Haddock Beatrix, Pletcher Alix, Blair-Stahn Nathaniel, Keyes Os, Kappel Matt, Bachmeier Steve, Lutze Syl, Albright James, Bowman Alison, Kinuthia Caroline, Burke-Conte Zeb, Mudambi Rajan, Flaxman Abraham
Institute for Health Metrics and Evaluation, University of Washington, Seattle, Washington, 98195, USA.
Gates Open Res. 2024 Oct 18;8:36. doi: 10.12688/gatesopenres.15418.2. eCollection 2024.
Entity resolution (ER) is the process of identifying and linking records that refer to the same real-world entity. ER is a fundamental challenge in data science, and a common barrier to ER research and development is that the data fields used for this fuzzy matching are personally identifiable information, such as name, address, and date of birth.
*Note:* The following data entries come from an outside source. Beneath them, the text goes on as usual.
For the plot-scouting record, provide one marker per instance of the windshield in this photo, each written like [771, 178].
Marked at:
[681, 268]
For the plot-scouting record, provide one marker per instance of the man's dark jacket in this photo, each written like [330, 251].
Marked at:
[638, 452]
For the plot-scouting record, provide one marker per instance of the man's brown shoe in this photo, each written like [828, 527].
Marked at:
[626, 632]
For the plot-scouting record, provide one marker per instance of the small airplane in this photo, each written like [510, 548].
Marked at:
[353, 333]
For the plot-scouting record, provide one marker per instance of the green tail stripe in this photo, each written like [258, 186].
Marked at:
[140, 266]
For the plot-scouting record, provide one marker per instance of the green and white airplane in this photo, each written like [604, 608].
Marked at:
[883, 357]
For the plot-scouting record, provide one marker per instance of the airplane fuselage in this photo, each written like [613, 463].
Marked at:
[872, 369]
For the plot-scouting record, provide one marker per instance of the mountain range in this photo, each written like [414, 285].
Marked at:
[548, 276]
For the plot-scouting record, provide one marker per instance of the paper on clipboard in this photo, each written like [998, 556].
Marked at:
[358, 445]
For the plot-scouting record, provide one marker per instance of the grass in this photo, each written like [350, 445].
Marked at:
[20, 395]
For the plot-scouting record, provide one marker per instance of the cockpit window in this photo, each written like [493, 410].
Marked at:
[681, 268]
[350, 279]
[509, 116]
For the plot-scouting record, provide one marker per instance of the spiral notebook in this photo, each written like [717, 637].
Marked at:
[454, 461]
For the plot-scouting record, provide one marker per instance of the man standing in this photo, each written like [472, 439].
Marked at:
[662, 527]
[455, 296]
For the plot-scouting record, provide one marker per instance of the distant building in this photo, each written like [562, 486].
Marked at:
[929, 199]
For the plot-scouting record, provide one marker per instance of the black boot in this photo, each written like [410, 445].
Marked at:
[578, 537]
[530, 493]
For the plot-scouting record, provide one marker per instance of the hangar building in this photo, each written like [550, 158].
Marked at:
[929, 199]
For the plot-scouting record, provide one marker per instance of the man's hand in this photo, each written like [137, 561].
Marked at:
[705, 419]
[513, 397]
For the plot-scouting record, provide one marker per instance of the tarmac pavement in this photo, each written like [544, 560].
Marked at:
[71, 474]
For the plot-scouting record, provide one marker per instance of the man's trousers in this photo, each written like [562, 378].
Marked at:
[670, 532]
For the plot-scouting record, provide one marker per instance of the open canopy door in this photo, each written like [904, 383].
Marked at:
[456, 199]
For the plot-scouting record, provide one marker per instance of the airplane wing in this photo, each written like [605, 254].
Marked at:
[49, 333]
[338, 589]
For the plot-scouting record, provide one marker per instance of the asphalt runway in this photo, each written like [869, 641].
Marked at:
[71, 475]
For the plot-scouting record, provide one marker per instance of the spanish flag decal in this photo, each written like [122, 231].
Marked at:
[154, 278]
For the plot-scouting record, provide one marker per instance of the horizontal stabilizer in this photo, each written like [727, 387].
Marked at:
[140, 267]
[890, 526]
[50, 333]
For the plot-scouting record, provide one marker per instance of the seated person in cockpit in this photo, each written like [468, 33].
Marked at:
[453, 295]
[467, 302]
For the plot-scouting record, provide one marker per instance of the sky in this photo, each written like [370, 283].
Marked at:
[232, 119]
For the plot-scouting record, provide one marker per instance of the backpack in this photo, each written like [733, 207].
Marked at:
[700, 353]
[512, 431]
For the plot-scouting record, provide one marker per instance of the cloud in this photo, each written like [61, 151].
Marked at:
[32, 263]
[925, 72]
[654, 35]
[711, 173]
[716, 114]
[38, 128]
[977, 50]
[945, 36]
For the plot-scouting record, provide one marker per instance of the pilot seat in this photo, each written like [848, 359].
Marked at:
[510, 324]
The necessary restrictions on accessing and sharing these authentic data have slowed the work in developing, testing, and adopting new methods and software for ER. We recently released , a Python package that allows users to generate simulated datasets with configurable noise approaching the scale and complexity of the data on which large organizations and federal agencies, like the US Census Bureau regularly perform ER. With pseudopeople, researchers can develop new algorithms and software for ER of US population data without needing access to personal and confidential information.
We created the simulated population data available for noising with pseudopeople using our Vivarium simulation platform. Our model simulates individuals and their families, households, and employment dynamics over time, which we observe through simulated censuses, surveys, and administrative data collection systems.
Our simulation process produced over 900 gigabytes of simulated censuses, surveys, and administrative data for pseudopeople, representing hundreds of millions of simulants. A sample simulated population of thousands of simulants is now openly available to all users of the pseudopeople package, and large-scale simulated populations of millions and hundreds of millions of simulants are also available by online request through GitHub. These simulated population data are structured for use by the pseudopeople package, which includes additional affordances to add various kinds of noise to the data to provide realistic, sharable challenges for ER researchers.
实体解析(ER)是指识别和链接记录的过程,这些记录指的是同一现实世界实体。ER 是数据科学中的一个基本挑战,而 ER 研究和开发的一个常见障碍是,用于这种模糊匹配的数据字段是个人身份信息,如姓名、地址和出生日期。访问和共享这些真实数据的必要限制,已经减缓了开发、测试和采用新的 ER 方法和软件的工作。我们最近发布了 ,这是一个 Python 包,允许用户生成具有可配置噪声的模拟数据集,这些噪声接近大型组织和联邦机构(如美国人口普查局)定期执行 ER 的数据的规模和复杂性。有了伪人,研究人员可以在不需要访问个人和机密信息的情况下,为美国人口数据的 ER 开发新的算法和软件。
我们使用 Vivarium 模拟平台创建了可用于对伪人进行噪声处理的模拟人口数据。我们的模型模拟了个人及其家庭、家庭和就业动态随时间的变化,我们通过模拟人口普查、调查和行政数据收集系统来观察这些变化。
我们的模拟过程为伪人生成了超过 900GB 的模拟人口普查、调查和行政数据,代表了数亿个模拟人。现在,数以千计的模拟人样本的模拟人口对伪人包的所有用户开放,而数百万和数亿个模拟人的大规模模拟人口也可以通过 GitHub 在线请求获得。这些模拟人口数据是为伪人包设计的,该包还包括了向数据添加各种噪声的额外功能,为 ER 研究人员提供了现实、可共享的挑战。